Assignment 2
Assignment 2
Introduction
Predicting student placement outcomes is a crucial task for educational institutions, as it helps in
understanding the factors that contribute to employability and career success. With the increasing
availability of student data, machine learning techniques offer powerful tools to identify patterns and
make accurate predictions based on academic and personal attributes.
In this project, the goal is to build predictive models that can classify students based on their placement
status (placed or not placed) using various features such as academic scores, specialization, work
experience, and other relevant factors.
Data Description
The dataset consists of 215 entries, each representing a student's academic and professional
background, including their placement status. There are 15 columns, which can be categorized into
demographic information, academic performance, work experience, and placement-related data.
The columns include:
1. sl_no: A unique identifier for each entry.
2. gender: The gender of the student (encoded as an integer).
3. ssc_p: Secondary Education percentage (10th Grade).
4. ssc_b: Secondary Education board type (e.g., Central/State).

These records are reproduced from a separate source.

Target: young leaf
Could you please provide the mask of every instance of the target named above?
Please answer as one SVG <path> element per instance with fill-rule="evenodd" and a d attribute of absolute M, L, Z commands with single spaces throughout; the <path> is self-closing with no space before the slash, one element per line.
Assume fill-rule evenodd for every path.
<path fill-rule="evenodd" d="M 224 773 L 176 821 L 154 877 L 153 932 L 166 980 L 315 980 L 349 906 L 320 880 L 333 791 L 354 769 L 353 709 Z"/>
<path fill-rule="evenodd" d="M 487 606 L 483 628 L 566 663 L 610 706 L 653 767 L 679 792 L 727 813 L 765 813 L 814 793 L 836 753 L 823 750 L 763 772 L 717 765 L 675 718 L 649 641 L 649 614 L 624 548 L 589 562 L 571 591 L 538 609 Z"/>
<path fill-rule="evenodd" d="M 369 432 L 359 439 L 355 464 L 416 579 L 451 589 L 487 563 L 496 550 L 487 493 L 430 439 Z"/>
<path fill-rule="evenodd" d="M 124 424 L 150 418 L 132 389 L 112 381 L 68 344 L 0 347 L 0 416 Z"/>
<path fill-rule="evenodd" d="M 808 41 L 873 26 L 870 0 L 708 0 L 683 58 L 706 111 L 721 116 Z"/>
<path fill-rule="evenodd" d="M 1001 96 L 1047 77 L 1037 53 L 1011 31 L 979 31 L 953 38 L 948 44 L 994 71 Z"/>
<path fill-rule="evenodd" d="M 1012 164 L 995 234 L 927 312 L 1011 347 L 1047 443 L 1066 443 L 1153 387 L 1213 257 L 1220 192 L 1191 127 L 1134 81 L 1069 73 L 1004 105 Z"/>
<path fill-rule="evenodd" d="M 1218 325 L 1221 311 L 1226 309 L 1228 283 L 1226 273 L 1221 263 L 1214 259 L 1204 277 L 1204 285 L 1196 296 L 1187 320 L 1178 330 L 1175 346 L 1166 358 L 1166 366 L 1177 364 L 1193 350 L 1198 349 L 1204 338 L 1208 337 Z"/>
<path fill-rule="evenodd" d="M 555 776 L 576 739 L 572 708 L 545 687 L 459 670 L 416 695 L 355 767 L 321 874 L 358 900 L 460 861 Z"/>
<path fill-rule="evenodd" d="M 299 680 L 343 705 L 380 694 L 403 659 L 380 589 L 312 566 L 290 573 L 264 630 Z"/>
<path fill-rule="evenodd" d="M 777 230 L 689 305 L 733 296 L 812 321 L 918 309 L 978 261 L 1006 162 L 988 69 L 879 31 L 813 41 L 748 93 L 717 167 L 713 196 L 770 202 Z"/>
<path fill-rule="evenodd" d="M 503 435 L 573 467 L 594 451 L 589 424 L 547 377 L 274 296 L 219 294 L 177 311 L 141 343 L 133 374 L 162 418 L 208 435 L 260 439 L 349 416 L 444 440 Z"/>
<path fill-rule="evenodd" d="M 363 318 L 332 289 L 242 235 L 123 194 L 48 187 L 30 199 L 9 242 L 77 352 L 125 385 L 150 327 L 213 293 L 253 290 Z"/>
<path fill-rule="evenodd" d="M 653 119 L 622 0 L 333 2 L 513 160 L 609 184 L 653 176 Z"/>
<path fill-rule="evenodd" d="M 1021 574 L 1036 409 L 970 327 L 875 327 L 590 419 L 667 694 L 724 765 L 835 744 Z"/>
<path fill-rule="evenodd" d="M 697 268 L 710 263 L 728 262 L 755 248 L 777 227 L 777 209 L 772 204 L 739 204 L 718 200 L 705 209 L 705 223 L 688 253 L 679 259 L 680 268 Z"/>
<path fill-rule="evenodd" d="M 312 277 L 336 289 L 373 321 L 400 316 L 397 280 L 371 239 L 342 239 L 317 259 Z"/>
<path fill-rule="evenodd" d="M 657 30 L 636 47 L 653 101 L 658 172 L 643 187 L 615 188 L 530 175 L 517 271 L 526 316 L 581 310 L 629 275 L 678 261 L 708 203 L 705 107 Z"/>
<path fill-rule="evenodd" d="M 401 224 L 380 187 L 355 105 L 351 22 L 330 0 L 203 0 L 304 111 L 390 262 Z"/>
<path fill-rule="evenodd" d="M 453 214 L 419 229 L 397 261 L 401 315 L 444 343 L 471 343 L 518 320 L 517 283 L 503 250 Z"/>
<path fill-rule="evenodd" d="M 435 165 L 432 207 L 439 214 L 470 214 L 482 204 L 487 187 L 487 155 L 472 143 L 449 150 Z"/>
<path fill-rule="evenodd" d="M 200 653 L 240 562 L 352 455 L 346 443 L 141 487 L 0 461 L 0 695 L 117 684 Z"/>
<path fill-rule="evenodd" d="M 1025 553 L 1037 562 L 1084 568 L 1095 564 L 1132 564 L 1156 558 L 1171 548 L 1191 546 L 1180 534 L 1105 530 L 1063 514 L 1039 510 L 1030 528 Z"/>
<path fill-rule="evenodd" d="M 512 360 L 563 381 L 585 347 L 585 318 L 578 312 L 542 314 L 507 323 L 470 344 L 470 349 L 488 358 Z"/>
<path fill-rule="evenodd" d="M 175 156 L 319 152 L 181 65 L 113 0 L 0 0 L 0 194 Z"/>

5. hsc_p: Higher Secondary Education percentage (12th Grade).
6. hsc_b: Higher Secondary Education board type.
7. hsc_s: Higher Secondary Education stream (e.g., Science, Commerce).
8. degree_p: Degree percentage (Undergraduate).
9. degree_t: Degree type (e.g., Science, Commerce).
10. workex: Whether the student has work experience.
11. etest_p: Employability test percentage.
12. specialisation: MBA specialisation (e.g., Marketing, Finance).
13. mba_p: MBA percentage.
14. status: Placement status (Placed or Not Placed).
15. salary: Salary offered to placed students (in non-null entries).
Missing Values:
1. The only column with missing values was salary, with 67 missing entries. These missing values
are due to students who were not placed, and therefore, have no salary associated.
2. The salary for students who were "Not Placed" was set to 0.
3. For students who were "Placed" but had a missing salary, the missing values were imputed with
the mean salary of the placed students.
Duplicate Check:
A check was performed to ensure there were no duplicate rows in the dataset. The data was verified to
be free of duplicates.
The dataset is now fully cleaned, with all missing values handled appropriately, and categorical
variables encoded into numerical form. It is now ready for further analysis or modeling.
Data Visualization
SSC Percentage vs Placement Status
This graph represents the distribution of Secondary School Certificate (SSC) percentage scores, broken
down by placement status. Two categories are shown:
Status 0 (blue) represents individuals who were not placed.
Status 1 (orange) represents those who were placed.
Key observations:
A higher percentage of students with SSC scores between 60-80% were placed (orange bars) compared
to those not placed (blue bars). Moreover, students with SSC scores below 60% were more likely not to
be placed. Also, there is some overlap around the 60-70% range where both placed and non-placed
students are relatively close in numbers.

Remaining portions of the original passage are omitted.